Applied Statistics with R: A Practical Guide for the Life Sciences
- Length: 336 pages
- Edition: 1
- Language: English
- Publisher: Oxford University Press
- Publication Date: 2021-08-30
- ISBN-10: 0198869339
- ISBN-13: 9780198869337
- Sales Rank: #6893801 (See Top 100 Books)
https://audiopronews.com/headlines/7rb09csu2o The statistical analyses that students of the life-sciences are being expected to perform are becoming increasingly advanced. Whether at the undergraduate, graduate, or post-graduate level, this book provides the tools needed to properly analyze your data in an efficient, accessible, plainspoken, frank, and occasionally humorous manner, ensuring that readers come away with the knowledge of which analyses they should use and when they should use them.
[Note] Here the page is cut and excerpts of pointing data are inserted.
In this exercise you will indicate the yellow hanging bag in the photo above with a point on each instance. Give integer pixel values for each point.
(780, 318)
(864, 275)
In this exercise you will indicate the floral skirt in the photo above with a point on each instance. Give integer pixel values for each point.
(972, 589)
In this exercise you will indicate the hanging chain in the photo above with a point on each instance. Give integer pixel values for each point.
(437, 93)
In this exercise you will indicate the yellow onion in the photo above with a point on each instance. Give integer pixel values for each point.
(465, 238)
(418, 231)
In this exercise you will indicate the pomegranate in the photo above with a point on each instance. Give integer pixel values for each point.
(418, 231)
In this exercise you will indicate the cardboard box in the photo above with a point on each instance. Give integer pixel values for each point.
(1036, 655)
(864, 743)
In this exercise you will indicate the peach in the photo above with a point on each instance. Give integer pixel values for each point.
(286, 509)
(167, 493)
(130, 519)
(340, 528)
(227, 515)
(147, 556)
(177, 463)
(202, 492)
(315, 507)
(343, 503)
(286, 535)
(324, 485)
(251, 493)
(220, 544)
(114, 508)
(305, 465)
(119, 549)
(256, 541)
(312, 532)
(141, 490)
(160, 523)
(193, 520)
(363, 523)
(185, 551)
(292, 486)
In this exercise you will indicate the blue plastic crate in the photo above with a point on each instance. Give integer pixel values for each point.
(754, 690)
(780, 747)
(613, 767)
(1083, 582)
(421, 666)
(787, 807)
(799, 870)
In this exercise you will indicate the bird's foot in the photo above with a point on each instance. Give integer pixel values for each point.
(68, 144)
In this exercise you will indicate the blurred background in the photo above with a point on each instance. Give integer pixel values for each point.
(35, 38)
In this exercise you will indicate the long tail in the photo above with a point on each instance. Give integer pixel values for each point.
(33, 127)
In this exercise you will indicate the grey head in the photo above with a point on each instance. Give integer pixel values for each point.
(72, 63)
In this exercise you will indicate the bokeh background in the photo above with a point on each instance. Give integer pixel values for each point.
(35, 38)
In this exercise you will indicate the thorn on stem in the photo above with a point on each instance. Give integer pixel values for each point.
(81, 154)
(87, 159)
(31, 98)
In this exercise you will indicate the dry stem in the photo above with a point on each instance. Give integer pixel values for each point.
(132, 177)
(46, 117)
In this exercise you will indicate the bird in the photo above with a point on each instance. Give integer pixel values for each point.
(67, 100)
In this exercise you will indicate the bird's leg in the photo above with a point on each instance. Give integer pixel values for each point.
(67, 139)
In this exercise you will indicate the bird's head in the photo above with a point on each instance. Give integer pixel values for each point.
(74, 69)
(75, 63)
go here The book uses the statistical language R, which is the choice of ecologists worldwide and is rapidly becoming the ‘go-to’ stats program throughout the life-sciences. Furthermore, by using a single, real-world dataset throughout the book, readers are encouraged to become deeply familiar with an imperfect but realistic set of data. Indeed, early chapters are specifically designed to teach basic data manipulation skills and build good habits in preparation for learning more advanced analyses. This approach also demonstrates the importance of viewing data through different lenses, facilitating an easy and natural progression from linear and generalized linear models through to mixed effects versions of those same analyses. Readers will also learn advanced plotting and data-wrangling techniques, and gain an introduction to writing their own functions.
get link Applied Statistics with R is suitable for senior undergraduate and graduate students, professional researchers, and practitioners throughout the life-sciences, whether in the fields of ecology, evolution, environmental studies, or computational biology.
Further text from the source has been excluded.